# Concurrency Library Investigation

> Research-only. No code changes. Investigated 2026-06-26.

## 1. ai-concurrency-shaper (joeycumines)

**Repository:** https://github.com/joeycumines/ai-concurrency-shaper

### What it is
A **standalone reverse proxy** written in **Go**. It sits between your
application and an upstream AI/LLM API (e.g. Anthropic, OpenAI), limiting
concurrent requests to configured HTTP routes. Requests exceeding the limit
block until a slot opens. Non-matching requests pass through unmodified.

### How it works
- Uses a **token-bucket channel** (Go's `chan struct{}`) as a semaphore. Each
  limited request acquires a token; the token is returned when the request
  completes (full response body streamed).
- Supports **per-route** concurrency limits via `-limit "POST /v1/chat/completions:4"`
  and **global** concurrency via `-global-concurrency 10`.
- Supports **route grouping** — multiple routes can share one limiter via
  `@group` syntax.
- Has a **circuit breaker** (trips after N failures in a window, exponential
  backoff with phantom concurrency holds).
- Has **concurrency protection flags**: release cooldown, cancel cooldown,
  failure hold, adaptive headroom (reduce effective limit by 1 after a 429).
- **429 handling**: skips retrying 429s by default (`-retry-skip-429=true`).
- Optional **TUI dashboard** (Bubble Tea) with live metrics.
- **In-memory only** — no persistence, no external state (single process).

### Maturity
- **1 star, 1 fork, 7 commits**, created June 10, 2026 (16 days ago).
- **Single contributor** (Joseph Cumines).
- **GPL-3.0 license** (copyleft — incompatible with closed-source distribution).
- Written in **Go**, not JavaScript/TypeScript.

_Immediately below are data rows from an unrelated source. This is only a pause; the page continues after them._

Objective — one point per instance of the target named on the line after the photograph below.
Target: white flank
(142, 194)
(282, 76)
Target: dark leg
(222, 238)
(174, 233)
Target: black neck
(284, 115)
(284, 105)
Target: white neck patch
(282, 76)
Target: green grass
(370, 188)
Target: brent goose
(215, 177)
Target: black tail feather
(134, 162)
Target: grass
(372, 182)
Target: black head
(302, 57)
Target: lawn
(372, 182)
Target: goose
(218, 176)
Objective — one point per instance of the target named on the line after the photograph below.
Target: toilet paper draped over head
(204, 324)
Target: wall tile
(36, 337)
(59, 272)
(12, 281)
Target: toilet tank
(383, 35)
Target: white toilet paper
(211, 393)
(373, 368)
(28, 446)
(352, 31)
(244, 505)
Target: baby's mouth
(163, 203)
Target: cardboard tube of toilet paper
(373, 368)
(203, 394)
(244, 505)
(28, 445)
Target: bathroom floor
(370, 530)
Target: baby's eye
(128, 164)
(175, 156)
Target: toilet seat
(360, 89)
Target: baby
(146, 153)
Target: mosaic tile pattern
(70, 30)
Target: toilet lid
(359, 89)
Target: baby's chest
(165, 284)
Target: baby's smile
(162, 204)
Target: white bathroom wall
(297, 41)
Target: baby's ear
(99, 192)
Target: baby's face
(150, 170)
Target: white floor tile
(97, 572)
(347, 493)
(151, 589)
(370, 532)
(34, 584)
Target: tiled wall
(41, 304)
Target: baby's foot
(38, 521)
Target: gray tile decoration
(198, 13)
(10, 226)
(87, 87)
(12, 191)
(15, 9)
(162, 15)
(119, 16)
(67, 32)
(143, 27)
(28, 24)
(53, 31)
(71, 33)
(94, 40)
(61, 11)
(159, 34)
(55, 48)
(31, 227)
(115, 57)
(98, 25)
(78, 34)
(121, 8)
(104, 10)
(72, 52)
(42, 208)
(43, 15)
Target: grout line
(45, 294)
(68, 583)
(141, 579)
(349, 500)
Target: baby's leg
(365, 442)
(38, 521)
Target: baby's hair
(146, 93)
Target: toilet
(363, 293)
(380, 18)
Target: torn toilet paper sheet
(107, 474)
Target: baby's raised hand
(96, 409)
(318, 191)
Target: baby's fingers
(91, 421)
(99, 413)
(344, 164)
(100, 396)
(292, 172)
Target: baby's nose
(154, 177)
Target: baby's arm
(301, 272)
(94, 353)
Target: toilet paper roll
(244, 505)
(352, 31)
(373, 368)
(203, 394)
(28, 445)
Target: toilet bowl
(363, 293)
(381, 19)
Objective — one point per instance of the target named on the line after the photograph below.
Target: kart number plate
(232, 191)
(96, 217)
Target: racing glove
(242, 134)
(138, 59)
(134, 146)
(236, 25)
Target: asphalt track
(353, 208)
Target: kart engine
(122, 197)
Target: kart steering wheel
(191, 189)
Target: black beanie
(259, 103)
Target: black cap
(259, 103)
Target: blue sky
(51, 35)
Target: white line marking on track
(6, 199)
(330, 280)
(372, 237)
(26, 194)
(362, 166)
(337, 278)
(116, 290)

### Critical finding: language mismatch
This is a **Go binary**, not an npm library. It cannot be imported into a
Bun/TypeScript application. To use it, we would need to:
1. Run it as a **separate process** (a sidecar proxy).
2. Point our provider's `baseURL` at the proxy's listen address.
3. The proxy forwards to the real upstream.

This fundamentally changes our architecture from "in-process concurrency
management" to "external proxy-based concurrency management."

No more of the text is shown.